Can Text Candy support non-english unicode languages like chinese, japanese, korean, thai?

boscotwcheung · February 27, 2012, 10:56pm

Can Text Candy support non-english unicode languages like chinese, japanese, korean, thai? Anyone successfully done this? thanks [import]uid: 18718 topic_id: 22531 reply_id: 322531[/import]

jbverschoor_bloomsix · February 28, 2012, 1:58am

I’ve checked with the autor of TC… Multibyte characters are not supported. [import]uid: 5942 topic_id: 22531 reply_id: 89851[/import]

boscotwcheung · February 28, 2012, 2:17am

Thanks for checking with them [import]uid: 18718 topic_id: 22531 reply_id: 89855[/import]

gtatarkin · February 28, 2012, 5:09am

It does… If you build bitmap sprite with all this language. [import]uid: 12704 topic_id: 22531 reply_id: 89878[/import]

x-pressive.com · March 7, 2012, 6:16am

Both is correct. While TC does not provide direct support for multibyte characters with vector fonts yet, you can use them with bitmap fonts by placing any char you like onto your charset texture and mapping it to a “normal” char (see the chardOrder string passed when loading a new charset).
[import]uid: 10504 topic_id: 22531 reply_id: 91705[/import]

xhuang · March 14, 2012, 3:37pm

Is it inherently difficult to support multi-byte characters or just not enough people asked for it?

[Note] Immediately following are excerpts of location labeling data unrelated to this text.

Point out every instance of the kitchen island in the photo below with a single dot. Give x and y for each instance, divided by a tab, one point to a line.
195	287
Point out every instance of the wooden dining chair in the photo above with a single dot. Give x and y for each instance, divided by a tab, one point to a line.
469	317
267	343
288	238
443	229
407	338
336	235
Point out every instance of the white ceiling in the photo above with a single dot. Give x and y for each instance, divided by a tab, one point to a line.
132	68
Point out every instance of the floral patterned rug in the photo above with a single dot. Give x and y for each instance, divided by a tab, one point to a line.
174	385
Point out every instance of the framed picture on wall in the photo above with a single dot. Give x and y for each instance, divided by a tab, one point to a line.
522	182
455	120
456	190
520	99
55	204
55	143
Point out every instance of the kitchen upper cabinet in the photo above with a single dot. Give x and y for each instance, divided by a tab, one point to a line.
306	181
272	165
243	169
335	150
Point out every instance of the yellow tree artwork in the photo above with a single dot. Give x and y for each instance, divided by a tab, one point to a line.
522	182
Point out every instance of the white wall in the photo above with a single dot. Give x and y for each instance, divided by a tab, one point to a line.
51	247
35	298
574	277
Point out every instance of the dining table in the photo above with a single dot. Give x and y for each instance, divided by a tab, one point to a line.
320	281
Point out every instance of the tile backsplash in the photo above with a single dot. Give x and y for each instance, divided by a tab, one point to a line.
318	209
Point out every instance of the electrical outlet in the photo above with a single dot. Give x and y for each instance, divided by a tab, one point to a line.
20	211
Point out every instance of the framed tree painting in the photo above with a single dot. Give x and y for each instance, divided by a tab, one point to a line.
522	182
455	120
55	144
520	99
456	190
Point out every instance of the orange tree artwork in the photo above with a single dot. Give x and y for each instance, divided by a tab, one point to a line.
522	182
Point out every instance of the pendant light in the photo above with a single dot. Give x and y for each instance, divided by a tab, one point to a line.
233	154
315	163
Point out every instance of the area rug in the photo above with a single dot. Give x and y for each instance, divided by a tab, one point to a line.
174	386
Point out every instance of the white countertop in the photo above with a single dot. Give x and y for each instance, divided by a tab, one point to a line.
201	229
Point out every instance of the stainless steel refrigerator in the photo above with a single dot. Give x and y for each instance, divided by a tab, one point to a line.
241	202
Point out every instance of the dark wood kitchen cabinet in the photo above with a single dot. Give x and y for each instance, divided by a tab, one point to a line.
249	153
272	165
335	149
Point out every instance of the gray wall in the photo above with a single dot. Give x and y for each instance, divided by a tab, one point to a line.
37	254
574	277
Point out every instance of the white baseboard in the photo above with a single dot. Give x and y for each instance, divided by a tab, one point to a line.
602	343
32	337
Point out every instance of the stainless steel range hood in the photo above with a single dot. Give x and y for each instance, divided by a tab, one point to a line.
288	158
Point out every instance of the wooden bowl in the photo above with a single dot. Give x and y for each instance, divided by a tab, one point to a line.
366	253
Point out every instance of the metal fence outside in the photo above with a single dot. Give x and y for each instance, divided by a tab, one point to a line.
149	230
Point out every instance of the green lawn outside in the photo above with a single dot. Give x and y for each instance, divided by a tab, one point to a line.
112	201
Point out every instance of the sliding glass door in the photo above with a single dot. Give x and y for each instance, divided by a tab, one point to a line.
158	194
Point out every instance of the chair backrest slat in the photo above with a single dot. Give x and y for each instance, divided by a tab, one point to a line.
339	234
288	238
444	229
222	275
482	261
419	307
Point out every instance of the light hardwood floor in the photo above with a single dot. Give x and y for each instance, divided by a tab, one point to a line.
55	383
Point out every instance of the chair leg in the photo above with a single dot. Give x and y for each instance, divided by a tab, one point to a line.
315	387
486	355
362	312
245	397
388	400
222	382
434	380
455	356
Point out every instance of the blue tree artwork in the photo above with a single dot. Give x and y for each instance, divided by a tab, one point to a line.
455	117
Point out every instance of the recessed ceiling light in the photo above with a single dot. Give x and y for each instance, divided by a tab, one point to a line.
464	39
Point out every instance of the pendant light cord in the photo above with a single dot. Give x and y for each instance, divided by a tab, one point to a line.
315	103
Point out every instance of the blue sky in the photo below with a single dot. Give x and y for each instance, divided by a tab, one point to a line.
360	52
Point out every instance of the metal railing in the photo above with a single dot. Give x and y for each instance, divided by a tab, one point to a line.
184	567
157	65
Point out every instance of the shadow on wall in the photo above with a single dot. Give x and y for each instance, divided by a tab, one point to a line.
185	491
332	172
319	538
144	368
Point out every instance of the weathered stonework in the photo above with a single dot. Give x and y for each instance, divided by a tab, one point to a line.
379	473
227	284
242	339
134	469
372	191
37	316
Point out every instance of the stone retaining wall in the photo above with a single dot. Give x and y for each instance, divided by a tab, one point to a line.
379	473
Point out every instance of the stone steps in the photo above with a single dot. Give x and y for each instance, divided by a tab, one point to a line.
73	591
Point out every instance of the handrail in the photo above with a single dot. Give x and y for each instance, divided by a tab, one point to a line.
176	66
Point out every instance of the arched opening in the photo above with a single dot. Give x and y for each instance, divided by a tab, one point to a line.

I’d love to use it with a TTF directly that I download without the tediously convert them into a bitmap first. [import]uid: 124979 topic_id: 22531 reply_id: 93388[/import]

juliusbangert · March 5, 2013, 2:25am

I’d like for this to be possible too. I have spent a while setting up text candy using a bitmap font texture in my game only to find out that it doesn’t work with my localisations. Languages such as Japanese and Chinese need for the document encoding to be set to unicode(UTF-8) to handle the characters but this causes errors with text candy.
I can’t use the suggested solution of mapping non-“normal” characters to “normal” characters because I need both and this will get very messy. Has no one successfully used text candy across multiple languages?
x-pressive.com, please advise. [import]uid: 62617 topic_id: 22531 reply_id: 145053[/import]

x-pressive.com · March 5, 2013, 3:52am

The basic problem is that the string library shipped with Corona treats multibyte characters as two different values when passed as function parameters, which makes it very difficult to handle. This does not only affect the string library, we also observed a strange behaviour with the SQL library shipped with Corona when using Umlauts, for example -we had to do massive workarounds as we tried to work with it. Our own impression is that multibyte support is still not fully included with Corona, even if document encoding is set to UTF-8. This is why we explicitely mention that Text Candy does not support multibyte characters (yet) on the Text Candy web site. We’re still looking for a solution that would not affect performance too much. [import]uid: 10504 topic_id: 22531 reply_id: 145061[/import]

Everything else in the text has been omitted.